Does that cover that question?

Ben Shim

Yes, that’s very helpful. Thank you very much Glenn.

And just housekeeping question, can you minus what the basic share count was at to December 31?

Glenn Goddard

Yes, so roughly about 37 million shares outstanding as of the end of the year.

Ben Shim

Thank you very much.

Operator

Our next question comes from Yaron Werber with Citi. Your line is now open.

Unidentified Analyst

Hi, this is actually Kenon [ph] on for Yaron. I had another share count question.

I was wondering if you could tell us what the share count was at the end of Q4 and just looking at this if share count went down quarter-over-quarter?

Glenn Goddard

So I think part of maybe what you are looking at is if you are looking at the press release, I think what kind of gets included, so remember I think as part of the IPO process we had preferred stock prior to going public. So, the total outstanding shares were less if you are looking at just common.

But then overall as of the end of the year like I just mentioned there was roughly 37 million outstanding shares of common stock.

Unidentified Analyst

Got it. Thank you so much

Operator

Thank you. I am showing no further questions at this time.

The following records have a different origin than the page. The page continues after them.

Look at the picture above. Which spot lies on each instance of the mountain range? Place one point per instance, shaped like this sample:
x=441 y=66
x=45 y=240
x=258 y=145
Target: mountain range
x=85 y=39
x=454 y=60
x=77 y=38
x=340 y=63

I would like to turn the call back to David Schenkein, CEO for closing remarks.

David Schenkein

Thank you everybody. And again I would like to thank everybody for your support for participating today and for following along with us.

We expect 2015 to be as exciting as 2014 and we look forward to having you help us help as many patients as possible out there. So with that we will end the call.

Thank you very much. Have a great day.

Operator

Ladies and gentlemen, thank you for participating in today’s conference. This does conclude today’s programs.

You may all disconnect. Everyone have a great day.